Perhaps more than any other emotion, guilt has earned a bad rap. Its stigma is through association though. In the context of Freud and other religious hang-ups, guilt is synonymous with shame. But there is a healthy kind of guilt, research shows, that promotes introspection and social cooperation, which is very different from shaming someone.


While you don’t want your child to feel bad about who she is, which is shaming, nor do you want her to feel responsible for things outside her control, which can induce anxiety, reflecting on what he or she has done wrong and how your child’s actions have affected another person will help a child learn from his errors and motivate him to rectify the situation.


Unlike the more primal emotions like sadness, fear, and anger, guilt emerges a little later in life, as a child begins to grasp social and moral norms. Children aren’t born knowing how to say “I’m sorry,” researchers at the University of Virginia found. Rather they learn over time that saying “I’m sorry,” appeases parents, peers and even their own consciences.

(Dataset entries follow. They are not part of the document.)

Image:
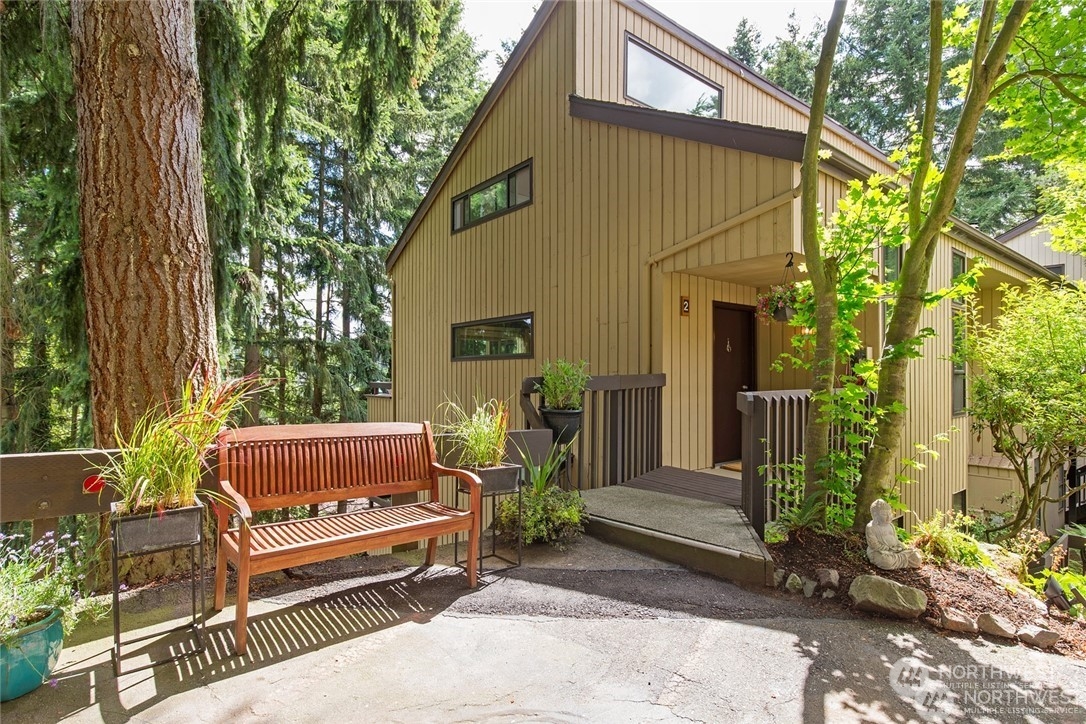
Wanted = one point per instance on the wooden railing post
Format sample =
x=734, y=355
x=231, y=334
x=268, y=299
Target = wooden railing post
x=753, y=431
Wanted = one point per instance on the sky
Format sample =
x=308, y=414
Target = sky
x=492, y=21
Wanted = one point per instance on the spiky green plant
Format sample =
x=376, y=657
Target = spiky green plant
x=481, y=435
x=160, y=465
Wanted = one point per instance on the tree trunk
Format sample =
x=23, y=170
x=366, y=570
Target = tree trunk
x=822, y=272
x=253, y=359
x=345, y=284
x=988, y=55
x=146, y=255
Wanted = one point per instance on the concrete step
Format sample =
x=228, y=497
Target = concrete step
x=705, y=536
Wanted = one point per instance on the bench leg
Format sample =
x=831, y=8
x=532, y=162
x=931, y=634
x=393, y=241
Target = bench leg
x=472, y=562
x=221, y=570
x=240, y=637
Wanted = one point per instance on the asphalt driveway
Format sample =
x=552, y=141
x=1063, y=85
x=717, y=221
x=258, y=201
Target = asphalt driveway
x=596, y=634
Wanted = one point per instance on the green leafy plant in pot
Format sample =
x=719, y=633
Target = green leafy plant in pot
x=551, y=515
x=41, y=599
x=156, y=472
x=563, y=397
x=478, y=442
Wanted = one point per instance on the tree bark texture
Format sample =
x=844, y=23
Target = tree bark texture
x=146, y=254
x=988, y=55
x=821, y=271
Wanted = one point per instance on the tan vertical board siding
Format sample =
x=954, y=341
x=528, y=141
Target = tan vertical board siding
x=687, y=363
x=602, y=28
x=1035, y=244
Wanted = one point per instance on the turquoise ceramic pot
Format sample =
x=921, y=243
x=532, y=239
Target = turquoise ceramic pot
x=27, y=660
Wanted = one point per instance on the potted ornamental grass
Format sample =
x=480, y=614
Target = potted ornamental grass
x=547, y=512
x=779, y=303
x=41, y=599
x=562, y=392
x=156, y=471
x=477, y=441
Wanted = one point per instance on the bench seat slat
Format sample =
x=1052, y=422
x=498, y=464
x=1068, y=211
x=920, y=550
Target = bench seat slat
x=268, y=467
x=270, y=540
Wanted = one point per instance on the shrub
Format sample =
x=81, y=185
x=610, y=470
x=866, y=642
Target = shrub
x=943, y=538
x=34, y=580
x=564, y=383
x=551, y=515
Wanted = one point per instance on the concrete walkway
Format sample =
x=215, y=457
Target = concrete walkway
x=596, y=634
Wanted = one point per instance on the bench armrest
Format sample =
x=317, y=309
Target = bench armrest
x=238, y=504
x=468, y=480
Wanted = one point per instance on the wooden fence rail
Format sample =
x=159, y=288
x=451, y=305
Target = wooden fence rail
x=621, y=435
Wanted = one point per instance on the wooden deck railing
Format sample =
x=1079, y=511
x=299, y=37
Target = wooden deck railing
x=621, y=432
x=773, y=427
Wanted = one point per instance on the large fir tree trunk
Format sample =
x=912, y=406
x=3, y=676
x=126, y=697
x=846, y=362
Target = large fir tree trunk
x=146, y=255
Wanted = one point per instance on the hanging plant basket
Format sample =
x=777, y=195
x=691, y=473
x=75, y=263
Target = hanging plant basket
x=784, y=314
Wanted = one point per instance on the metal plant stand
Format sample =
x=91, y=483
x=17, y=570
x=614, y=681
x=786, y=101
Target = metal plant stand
x=197, y=623
x=493, y=495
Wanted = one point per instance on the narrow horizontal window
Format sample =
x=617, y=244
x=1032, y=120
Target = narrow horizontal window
x=496, y=195
x=501, y=338
x=661, y=83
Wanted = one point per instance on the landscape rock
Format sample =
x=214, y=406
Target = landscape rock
x=1043, y=638
x=996, y=625
x=828, y=578
x=951, y=619
x=879, y=595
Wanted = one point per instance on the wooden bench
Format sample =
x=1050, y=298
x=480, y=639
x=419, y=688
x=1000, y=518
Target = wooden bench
x=269, y=467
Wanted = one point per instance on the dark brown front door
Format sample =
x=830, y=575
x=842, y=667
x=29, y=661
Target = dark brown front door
x=732, y=372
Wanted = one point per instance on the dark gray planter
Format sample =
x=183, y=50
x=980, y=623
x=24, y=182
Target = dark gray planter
x=158, y=531
x=499, y=480
x=564, y=423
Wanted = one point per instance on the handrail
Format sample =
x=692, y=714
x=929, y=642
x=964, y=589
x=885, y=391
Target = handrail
x=621, y=429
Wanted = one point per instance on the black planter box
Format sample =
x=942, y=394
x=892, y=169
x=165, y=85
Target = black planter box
x=158, y=531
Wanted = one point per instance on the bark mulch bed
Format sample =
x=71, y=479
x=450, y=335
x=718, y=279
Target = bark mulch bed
x=972, y=591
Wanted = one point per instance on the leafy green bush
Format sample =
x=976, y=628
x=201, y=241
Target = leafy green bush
x=34, y=580
x=564, y=383
x=555, y=517
x=943, y=538
x=551, y=515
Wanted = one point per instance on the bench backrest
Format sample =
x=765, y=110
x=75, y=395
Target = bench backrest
x=287, y=465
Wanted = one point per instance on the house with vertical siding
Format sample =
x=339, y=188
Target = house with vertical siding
x=622, y=193
x=990, y=475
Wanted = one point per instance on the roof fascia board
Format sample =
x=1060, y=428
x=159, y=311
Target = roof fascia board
x=967, y=233
x=741, y=70
x=1028, y=225
x=715, y=131
x=489, y=100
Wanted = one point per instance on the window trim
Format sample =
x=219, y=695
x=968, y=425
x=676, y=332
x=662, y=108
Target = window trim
x=629, y=37
x=530, y=316
x=506, y=175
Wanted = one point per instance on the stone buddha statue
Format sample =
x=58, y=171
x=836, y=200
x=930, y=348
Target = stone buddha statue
x=884, y=549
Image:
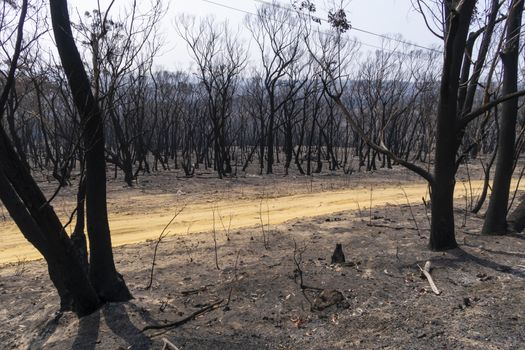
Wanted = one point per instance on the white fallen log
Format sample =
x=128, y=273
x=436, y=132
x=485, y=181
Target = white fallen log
x=426, y=272
x=168, y=345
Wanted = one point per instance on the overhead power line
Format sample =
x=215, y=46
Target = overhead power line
x=327, y=33
x=354, y=28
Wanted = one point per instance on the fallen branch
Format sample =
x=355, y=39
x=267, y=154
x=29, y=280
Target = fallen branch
x=168, y=345
x=163, y=234
x=187, y=318
x=426, y=272
x=392, y=227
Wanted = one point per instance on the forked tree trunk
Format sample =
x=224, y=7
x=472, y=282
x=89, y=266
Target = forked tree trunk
x=496, y=216
x=108, y=284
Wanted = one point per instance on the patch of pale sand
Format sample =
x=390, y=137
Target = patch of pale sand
x=198, y=216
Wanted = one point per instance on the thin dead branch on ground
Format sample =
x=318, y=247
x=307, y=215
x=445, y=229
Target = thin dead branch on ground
x=162, y=235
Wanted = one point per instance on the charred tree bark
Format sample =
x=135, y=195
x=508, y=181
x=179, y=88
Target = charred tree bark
x=496, y=216
x=108, y=284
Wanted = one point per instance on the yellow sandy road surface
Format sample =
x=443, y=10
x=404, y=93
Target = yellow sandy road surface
x=198, y=216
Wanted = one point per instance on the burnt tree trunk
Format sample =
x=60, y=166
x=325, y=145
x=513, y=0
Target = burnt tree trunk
x=496, y=216
x=108, y=284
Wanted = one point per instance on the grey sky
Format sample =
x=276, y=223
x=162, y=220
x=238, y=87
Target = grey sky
x=380, y=16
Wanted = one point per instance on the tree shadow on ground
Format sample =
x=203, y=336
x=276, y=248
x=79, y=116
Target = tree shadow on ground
x=46, y=332
x=116, y=317
x=87, y=334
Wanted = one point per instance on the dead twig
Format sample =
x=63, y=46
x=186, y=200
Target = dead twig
x=411, y=212
x=186, y=319
x=163, y=234
x=168, y=345
x=426, y=271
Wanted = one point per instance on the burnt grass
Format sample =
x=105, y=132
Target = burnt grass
x=382, y=300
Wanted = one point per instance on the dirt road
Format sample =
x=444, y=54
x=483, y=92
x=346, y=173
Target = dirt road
x=198, y=216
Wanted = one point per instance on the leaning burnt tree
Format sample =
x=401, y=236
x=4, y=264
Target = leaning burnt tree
x=79, y=290
x=454, y=108
x=496, y=215
x=103, y=276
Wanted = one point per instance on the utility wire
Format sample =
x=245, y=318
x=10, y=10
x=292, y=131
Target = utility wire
x=326, y=33
x=352, y=27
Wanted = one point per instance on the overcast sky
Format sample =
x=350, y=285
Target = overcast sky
x=379, y=16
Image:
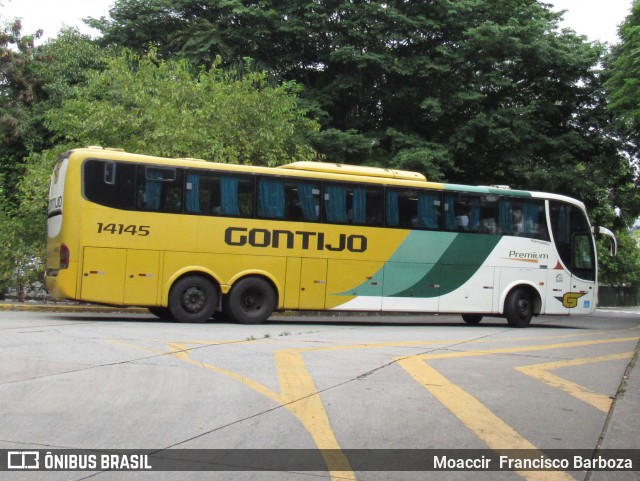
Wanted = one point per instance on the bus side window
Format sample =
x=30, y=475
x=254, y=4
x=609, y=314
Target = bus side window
x=159, y=189
x=353, y=204
x=271, y=198
x=413, y=208
x=236, y=196
x=302, y=201
x=462, y=212
x=524, y=218
x=109, y=183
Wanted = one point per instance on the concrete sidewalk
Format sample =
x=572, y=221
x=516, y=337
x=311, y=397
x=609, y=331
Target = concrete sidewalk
x=622, y=429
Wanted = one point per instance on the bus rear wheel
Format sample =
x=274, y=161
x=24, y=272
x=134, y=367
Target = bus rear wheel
x=252, y=300
x=193, y=299
x=518, y=308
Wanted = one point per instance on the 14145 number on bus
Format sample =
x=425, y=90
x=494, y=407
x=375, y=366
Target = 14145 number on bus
x=120, y=229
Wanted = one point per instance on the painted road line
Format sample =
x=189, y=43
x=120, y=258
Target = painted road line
x=597, y=400
x=490, y=428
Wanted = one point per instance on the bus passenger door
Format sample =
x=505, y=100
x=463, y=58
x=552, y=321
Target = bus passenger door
x=313, y=283
x=354, y=285
x=103, y=275
x=141, y=279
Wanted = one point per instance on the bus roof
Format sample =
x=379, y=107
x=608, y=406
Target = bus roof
x=355, y=170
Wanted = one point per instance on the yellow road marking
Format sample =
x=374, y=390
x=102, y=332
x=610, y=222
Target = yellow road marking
x=597, y=400
x=299, y=394
x=497, y=434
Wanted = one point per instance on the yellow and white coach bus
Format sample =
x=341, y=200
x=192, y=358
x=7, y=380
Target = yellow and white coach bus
x=190, y=239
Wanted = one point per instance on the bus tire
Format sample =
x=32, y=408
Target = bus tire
x=252, y=300
x=472, y=319
x=518, y=308
x=193, y=299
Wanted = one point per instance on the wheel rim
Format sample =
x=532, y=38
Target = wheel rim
x=193, y=300
x=524, y=307
x=252, y=300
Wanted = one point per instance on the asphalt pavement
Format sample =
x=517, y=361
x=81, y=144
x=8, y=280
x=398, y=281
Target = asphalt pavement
x=621, y=430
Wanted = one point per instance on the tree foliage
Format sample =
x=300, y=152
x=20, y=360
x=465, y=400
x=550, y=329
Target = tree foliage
x=144, y=104
x=624, y=78
x=70, y=92
x=474, y=91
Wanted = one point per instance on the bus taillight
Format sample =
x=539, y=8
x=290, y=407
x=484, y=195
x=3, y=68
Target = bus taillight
x=64, y=256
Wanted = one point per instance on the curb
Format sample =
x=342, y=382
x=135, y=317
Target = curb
x=25, y=306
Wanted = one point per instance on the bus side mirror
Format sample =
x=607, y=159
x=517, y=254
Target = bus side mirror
x=604, y=231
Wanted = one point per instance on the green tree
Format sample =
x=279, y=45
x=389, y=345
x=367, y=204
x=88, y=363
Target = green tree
x=473, y=91
x=160, y=107
x=624, y=78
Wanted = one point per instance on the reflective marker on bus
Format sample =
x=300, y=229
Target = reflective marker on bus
x=191, y=240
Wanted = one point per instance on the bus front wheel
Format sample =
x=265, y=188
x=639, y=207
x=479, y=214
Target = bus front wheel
x=193, y=299
x=518, y=308
x=251, y=301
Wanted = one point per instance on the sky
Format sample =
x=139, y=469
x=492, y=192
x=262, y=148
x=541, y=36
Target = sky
x=597, y=19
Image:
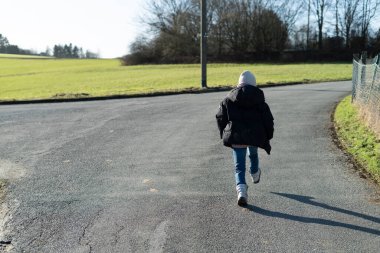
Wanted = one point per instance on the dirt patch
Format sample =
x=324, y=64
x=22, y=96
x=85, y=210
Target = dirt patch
x=71, y=95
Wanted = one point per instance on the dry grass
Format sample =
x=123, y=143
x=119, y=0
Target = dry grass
x=370, y=118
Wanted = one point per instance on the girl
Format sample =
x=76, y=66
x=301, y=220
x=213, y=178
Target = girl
x=245, y=123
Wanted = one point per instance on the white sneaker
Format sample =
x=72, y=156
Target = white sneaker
x=241, y=190
x=256, y=177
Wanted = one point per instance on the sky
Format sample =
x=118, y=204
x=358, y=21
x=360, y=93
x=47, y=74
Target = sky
x=106, y=27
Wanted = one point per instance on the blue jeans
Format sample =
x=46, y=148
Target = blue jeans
x=239, y=160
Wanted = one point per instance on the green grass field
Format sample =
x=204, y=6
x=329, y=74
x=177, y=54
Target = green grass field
x=356, y=138
x=43, y=78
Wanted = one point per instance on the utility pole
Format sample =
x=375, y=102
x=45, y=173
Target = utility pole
x=204, y=43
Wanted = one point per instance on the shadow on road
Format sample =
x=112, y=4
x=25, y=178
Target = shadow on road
x=308, y=200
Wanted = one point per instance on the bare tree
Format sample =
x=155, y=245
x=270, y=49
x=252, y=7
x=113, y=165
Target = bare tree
x=368, y=12
x=320, y=7
x=349, y=9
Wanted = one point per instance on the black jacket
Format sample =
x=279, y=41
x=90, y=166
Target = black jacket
x=245, y=119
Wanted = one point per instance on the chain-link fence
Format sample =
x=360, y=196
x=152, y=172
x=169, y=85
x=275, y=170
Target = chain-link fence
x=366, y=88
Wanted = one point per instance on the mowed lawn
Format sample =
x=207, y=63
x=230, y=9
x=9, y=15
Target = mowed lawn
x=43, y=78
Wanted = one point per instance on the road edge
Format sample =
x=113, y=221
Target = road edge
x=357, y=166
x=153, y=94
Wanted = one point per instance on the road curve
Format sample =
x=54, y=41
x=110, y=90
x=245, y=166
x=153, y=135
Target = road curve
x=150, y=175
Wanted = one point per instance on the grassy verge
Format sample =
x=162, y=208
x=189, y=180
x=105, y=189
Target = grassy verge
x=356, y=138
x=39, y=78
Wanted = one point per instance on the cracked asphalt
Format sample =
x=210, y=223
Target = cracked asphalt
x=151, y=175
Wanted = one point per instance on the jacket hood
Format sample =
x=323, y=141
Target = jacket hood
x=246, y=96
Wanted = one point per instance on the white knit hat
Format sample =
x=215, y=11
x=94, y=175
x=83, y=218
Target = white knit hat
x=247, y=78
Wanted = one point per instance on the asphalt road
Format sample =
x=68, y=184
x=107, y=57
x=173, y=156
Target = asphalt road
x=151, y=175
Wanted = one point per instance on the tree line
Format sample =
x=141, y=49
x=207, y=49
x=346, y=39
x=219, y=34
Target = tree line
x=59, y=51
x=70, y=51
x=7, y=48
x=246, y=30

Of course, a child’s age and disposition need to be taken into account. Some kids are more guilt prone than others and may require a gentler touch. The point in encouraging kids to reflect on the consequences of their actions is to encourage self-motivated goodness. Here’s how.


1.    Connect the dots between cause and effect. Proper guilting connects the dots between your child’s actions and his consequences. It’s important to focus on the action and ways to repair the damage incurred without making him feel bad about who he is. “Look, your friend is crying because you took his toy,” you might say. “Can you give it back to him?” More likely than not, you may already be guilting your child the right way. But covering up a child’s wrong without giving him the proper chance to reflect on what he has done will lessen his motivation in the future to avoid improper behavior.

2.    Express disapproval in a warm and loving way. A parent who seems to reject not only the behavior but the child can induce anxiety in that child. This will do nothing to encourage healthy behavior. You want your child to remember the lesson and ways to repair the problem, not how horrible he feels about himself. So it’s also important not to chastise your child in front of other people. Pull him aside or be discreet if possible so he isn’t distracted about feeling embarrassed.



3.    Make the repair part a discussion. Forcing behavior without taking the time to properly explain why his behavior was wrong may prevent your child from reflecting on the lesson you’re trying to teach him. One way to get him to internalize what’s happened is through discussion, but only once everyone’s had a chance to calm down. Talking in the heat of the moment is never a good idea. And some space before discussing a wrong may also work in helping kids gain better perspective on why they should avoid damaging behavior in the future.